I can’t help when my brain hits that funk and it will happen for the rest of my life. In the last year, however, I’ve only had mini episodes. I tell people around me when I feel off (which is huge for me), I make a therapy appointment, I let myself pause or take “steps backward” in order to get through. If I had taken steps backward in the past- taking a year off before college, postponing my move, simply taking time for therapy, then I probably wouldn’t be living at home at the age of 29. This is not to say I regret what led me here. Lessons are learned the hard way.

 

I’m not suggesting we all need to suffer living with our parents at this age in order to learn about ourselves. What I do want to say is that it’s okay to pause. It’s okay to not feel like you’re where you should be because that’s a bunch of bullshit. My psychiatrist often reminds me that the one week I might take being unproductive to thwart a possible episode is so much better than ignoring it and eventually losing a year to a spiral. We don’t have to constantly be making these major leaps.
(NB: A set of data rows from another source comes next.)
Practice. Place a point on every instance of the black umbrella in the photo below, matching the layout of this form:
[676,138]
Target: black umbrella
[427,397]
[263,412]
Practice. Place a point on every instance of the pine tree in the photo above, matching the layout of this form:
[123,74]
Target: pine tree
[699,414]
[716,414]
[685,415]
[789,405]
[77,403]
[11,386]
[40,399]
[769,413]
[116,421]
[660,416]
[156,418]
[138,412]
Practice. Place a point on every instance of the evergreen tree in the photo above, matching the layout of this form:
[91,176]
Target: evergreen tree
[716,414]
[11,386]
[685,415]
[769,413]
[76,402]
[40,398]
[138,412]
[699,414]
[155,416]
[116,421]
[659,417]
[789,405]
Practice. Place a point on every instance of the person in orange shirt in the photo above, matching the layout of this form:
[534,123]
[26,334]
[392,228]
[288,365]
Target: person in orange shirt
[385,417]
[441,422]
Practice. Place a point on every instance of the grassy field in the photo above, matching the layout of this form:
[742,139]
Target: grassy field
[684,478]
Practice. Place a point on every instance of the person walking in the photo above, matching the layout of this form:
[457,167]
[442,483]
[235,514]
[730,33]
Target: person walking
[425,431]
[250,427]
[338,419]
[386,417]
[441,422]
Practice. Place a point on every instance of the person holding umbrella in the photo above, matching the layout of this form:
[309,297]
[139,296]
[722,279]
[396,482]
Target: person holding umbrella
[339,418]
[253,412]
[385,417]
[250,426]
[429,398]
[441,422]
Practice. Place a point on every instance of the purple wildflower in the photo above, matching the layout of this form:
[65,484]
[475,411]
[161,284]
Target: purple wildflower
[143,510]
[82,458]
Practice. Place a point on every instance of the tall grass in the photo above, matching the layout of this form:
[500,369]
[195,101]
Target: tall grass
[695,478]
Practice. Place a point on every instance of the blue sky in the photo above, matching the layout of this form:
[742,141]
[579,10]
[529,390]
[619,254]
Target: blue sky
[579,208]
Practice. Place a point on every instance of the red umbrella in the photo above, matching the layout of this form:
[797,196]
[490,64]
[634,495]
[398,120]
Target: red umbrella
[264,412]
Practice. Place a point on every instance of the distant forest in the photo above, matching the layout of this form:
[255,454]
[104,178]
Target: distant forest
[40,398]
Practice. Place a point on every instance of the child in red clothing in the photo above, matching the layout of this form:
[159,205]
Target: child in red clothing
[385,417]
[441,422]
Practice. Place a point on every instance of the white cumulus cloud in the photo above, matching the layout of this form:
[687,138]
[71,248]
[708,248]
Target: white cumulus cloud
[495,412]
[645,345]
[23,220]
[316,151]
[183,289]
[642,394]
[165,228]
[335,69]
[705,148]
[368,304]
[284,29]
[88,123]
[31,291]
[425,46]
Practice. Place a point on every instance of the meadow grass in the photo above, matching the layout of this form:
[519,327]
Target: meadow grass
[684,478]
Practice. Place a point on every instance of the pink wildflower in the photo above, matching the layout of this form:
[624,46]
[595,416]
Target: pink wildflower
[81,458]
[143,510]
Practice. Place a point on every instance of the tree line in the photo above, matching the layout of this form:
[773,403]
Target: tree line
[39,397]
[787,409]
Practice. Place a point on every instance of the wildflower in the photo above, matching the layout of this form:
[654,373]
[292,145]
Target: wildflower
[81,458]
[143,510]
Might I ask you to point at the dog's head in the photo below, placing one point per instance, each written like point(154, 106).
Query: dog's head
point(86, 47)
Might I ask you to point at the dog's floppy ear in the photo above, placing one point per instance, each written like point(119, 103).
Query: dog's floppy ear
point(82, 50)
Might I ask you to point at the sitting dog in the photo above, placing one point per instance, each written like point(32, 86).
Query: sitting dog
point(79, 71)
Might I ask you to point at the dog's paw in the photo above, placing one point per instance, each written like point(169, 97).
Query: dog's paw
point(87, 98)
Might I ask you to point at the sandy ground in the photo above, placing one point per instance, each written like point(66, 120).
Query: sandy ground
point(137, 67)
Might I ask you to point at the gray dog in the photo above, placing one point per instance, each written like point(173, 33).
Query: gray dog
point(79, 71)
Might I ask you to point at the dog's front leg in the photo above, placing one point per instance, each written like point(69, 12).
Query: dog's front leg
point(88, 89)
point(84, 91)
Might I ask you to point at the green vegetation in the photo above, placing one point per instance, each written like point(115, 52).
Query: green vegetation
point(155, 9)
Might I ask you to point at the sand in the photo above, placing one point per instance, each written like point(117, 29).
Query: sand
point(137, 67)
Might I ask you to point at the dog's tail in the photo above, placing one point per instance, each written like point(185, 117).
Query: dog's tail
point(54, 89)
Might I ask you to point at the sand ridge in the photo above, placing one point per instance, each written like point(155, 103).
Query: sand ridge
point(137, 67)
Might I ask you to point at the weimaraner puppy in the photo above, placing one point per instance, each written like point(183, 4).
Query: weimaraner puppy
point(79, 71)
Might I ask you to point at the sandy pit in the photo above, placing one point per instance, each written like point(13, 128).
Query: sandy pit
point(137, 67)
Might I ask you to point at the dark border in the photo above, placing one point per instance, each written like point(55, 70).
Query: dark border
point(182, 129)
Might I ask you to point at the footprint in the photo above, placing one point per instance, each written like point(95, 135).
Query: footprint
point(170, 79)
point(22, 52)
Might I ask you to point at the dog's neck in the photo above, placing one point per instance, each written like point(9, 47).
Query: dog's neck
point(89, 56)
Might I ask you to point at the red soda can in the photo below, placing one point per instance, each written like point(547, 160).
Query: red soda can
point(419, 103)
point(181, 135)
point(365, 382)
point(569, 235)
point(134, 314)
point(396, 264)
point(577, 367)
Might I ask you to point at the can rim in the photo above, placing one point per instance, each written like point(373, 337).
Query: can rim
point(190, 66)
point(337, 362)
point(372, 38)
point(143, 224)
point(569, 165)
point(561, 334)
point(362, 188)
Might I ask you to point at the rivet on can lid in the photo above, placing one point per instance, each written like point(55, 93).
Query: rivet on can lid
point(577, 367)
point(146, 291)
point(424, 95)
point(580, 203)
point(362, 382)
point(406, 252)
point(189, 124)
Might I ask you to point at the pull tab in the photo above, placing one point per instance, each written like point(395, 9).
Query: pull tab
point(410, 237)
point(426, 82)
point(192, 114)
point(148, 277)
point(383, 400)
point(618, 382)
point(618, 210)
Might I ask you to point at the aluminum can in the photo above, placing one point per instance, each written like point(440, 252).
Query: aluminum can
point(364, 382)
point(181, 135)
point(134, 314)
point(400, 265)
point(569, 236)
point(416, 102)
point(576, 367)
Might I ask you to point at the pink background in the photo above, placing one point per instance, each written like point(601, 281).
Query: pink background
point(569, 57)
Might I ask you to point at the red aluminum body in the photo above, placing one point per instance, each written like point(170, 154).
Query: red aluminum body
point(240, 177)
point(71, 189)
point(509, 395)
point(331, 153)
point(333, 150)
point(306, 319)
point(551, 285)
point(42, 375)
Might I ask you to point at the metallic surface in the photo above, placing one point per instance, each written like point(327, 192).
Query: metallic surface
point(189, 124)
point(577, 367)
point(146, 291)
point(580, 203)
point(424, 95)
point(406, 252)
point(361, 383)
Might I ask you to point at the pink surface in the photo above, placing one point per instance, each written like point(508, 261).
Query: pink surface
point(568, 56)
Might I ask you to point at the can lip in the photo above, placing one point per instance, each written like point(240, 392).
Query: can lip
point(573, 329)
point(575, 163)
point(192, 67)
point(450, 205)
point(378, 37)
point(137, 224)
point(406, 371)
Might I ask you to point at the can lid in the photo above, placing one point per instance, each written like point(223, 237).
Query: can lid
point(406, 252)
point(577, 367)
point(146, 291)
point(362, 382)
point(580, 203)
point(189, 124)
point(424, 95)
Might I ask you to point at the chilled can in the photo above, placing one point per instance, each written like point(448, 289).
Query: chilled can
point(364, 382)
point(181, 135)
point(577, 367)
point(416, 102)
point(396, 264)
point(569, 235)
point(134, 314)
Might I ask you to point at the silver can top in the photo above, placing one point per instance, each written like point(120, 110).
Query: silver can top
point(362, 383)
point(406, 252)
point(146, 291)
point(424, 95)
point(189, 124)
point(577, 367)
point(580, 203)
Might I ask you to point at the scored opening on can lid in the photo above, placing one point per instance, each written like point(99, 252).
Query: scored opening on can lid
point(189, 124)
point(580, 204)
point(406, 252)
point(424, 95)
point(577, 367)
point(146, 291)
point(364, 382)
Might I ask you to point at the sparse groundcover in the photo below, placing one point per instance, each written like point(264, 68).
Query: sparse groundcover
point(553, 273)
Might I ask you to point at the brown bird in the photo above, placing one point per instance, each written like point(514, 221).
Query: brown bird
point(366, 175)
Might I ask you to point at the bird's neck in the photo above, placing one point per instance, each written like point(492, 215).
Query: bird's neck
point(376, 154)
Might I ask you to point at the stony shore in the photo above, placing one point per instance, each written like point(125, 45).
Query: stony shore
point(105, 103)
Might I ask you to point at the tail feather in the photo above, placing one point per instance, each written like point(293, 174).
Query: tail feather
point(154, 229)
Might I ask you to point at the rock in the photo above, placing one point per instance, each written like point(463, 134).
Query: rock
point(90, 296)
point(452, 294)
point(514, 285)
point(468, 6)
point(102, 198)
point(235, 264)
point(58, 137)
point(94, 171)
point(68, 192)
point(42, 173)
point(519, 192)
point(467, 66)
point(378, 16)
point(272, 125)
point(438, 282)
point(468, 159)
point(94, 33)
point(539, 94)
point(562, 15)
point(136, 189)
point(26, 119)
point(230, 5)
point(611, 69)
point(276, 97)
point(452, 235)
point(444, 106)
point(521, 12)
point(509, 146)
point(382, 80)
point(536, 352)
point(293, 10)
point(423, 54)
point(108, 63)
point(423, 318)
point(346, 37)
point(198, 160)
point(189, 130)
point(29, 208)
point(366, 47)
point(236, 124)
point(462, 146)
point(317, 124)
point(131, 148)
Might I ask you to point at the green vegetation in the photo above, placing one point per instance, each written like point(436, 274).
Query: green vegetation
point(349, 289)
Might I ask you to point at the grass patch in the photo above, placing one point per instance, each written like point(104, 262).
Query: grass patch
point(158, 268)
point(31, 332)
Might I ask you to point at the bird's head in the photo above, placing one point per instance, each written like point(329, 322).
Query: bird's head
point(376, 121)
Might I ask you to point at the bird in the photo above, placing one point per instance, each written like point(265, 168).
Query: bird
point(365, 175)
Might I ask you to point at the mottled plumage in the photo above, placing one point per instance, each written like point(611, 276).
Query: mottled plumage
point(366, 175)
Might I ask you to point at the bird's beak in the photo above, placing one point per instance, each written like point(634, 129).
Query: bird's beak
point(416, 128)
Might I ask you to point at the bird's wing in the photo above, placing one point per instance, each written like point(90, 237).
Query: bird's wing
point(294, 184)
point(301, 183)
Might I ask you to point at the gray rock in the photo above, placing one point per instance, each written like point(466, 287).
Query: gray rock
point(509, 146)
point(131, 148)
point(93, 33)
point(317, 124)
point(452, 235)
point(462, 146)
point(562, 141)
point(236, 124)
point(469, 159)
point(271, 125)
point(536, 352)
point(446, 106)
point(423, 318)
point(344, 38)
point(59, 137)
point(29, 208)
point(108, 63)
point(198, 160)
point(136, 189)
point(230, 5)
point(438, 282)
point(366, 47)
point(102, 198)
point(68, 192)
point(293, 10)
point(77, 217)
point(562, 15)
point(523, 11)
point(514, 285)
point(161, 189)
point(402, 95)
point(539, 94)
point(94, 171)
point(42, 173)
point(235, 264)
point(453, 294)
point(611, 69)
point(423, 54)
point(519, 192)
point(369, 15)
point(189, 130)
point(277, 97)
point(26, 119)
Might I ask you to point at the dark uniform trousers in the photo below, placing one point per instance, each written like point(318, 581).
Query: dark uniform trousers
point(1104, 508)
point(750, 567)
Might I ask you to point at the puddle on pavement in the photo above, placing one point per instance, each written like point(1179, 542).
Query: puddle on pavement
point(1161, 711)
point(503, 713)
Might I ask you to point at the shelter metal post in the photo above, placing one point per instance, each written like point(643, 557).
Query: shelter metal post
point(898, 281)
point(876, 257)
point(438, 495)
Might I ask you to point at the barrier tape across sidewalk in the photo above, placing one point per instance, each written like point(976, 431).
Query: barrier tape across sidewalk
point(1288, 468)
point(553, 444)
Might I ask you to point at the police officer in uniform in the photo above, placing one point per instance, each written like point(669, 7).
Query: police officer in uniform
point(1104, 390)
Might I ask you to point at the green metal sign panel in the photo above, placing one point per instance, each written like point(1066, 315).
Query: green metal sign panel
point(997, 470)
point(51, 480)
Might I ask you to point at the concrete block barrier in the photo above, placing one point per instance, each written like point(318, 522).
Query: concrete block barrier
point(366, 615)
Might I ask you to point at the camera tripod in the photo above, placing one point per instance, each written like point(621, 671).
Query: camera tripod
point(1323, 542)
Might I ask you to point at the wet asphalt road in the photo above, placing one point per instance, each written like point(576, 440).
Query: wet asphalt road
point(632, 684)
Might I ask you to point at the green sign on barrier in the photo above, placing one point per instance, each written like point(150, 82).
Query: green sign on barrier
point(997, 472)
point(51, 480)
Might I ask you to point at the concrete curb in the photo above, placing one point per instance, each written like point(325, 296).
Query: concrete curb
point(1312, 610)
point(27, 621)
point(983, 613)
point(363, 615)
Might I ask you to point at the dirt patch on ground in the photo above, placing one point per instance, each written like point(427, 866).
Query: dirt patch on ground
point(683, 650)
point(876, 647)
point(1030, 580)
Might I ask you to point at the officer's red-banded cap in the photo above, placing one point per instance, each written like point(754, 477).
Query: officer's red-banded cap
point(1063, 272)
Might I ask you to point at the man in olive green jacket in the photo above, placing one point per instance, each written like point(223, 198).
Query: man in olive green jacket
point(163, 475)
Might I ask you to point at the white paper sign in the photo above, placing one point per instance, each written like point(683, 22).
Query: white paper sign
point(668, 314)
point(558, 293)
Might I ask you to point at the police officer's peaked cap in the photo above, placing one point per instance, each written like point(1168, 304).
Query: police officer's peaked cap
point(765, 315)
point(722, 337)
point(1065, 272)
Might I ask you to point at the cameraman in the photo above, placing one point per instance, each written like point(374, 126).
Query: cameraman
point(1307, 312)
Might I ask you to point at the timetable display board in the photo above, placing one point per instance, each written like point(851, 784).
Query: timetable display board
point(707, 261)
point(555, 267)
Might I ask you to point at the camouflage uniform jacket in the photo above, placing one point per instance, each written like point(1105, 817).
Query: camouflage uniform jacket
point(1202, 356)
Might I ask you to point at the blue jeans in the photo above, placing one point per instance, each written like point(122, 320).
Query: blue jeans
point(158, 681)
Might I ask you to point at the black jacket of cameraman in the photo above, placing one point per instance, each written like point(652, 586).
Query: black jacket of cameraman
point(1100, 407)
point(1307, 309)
It’s been five years of living in the home I grew up in- twice. I’m moving this Saturday. Even with feeling confident, I’m not pressuring myself to figure it all out right away. If life is about being happy then FUCK THE TIMELINE. Don’t let the stigma of things keep you from doing what you need to do to survive. One upside of depression is that when you come out of the ditch those moments of happiness and feeling are so powerful. You were in the dark for so long that the light is almost blinding- in the best way. I promise wherever you are, wherever you live, no matter what job you have or what you’re majoring in, if you see that light then you’re doing something right. Do what you need to do to hold onto it.